142 A.D.2d 666 | N.Y. App. Div. | 1988
Motion by Albert Harris, Jr., the executor of the estate of H. Spencer Kupperman who was the plaintiff-respondent on an appeal from an order and judgment (one paper) of the Supreme Court, Kings County, dated May 16, 1986, for (1) substitution of himself for H. Spencer Kupperman as plaintiff-respondent, (2) the reissuance of a decision and order of this court dated May 26, 1987 [130 AD2d 719], which affirmed the order and judgment of the Supreme Court, Kings County,
Now on the papers filed in support and in opposition, it is,
Ordered that the motion is granted to the extent that (1) Albert Harris, Jr., as executor of the estate of H. Spencer Kupperman, is substituted for H. Spencer Kupperman as plaintiff-respondent, and the title of the action is amended accordingly, (2) Albert Harris, Jr. is given the right to inspect the premises upon written notice of not less than three days to be given the defendant-appellant, (3) the notice of pendency is extended for 20 days after service upon the defendant-appellant of a copy of this decision and order, and (4) the decision and order of this court, dated May 26, 1987, is recalled and vacated, and the following decision and order in favor of Albert Harris, Jr. is substituted therefor:
In an action, inter alia, for specific performance of a contract for the sale of real property, the defendant appeals from an order and judgment (one paper) of the Supreme Court, Kings County (Golden, J.), dated May 16, 1986, which granted the plaintiffs motion for summary judgment and directed specific performance of the contract by the defendant.
Ordered that the order and judgment is affirmed, with costs, and the defendant’s time to specifically perform the contract of sale is extended until 20 days after service upon him of a copy of this decision and order, with notice of entry.

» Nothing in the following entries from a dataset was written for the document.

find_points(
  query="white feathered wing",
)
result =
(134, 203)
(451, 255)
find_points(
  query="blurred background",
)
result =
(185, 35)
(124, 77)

The terms of the standard real estate contract of sale and the attached rider are unambiguous and represent the clear intentions of the parties (Chimart Assocs. v Paul, 66 NY2d 570; Laba v Carey, 29 NY2d 302, rearg denied 30 NY2d 694; Levine v Shell Oil Co., 28 NY2d 205). The defendant’s assertion of an apparent contradiction between the contractual provision that the premises would be transferred free of violations at closing and the "as is” clause is without merit. Courts will not adopt interpretations of a contract which would render it without force and effect (see, Laba v Carey, supra, at 308), particularly in the presence of a merger clause in that contract. Under the circumstances, the Supreme Court properly precluded the defendant from introducing parol evidence to contradict or modify the contract (see, Fogelson v Rackfay Constr. Co., 300 NY 334, rearg denied 301 NY 552; Katz v American Tech. Indus., 96 AD2d 932).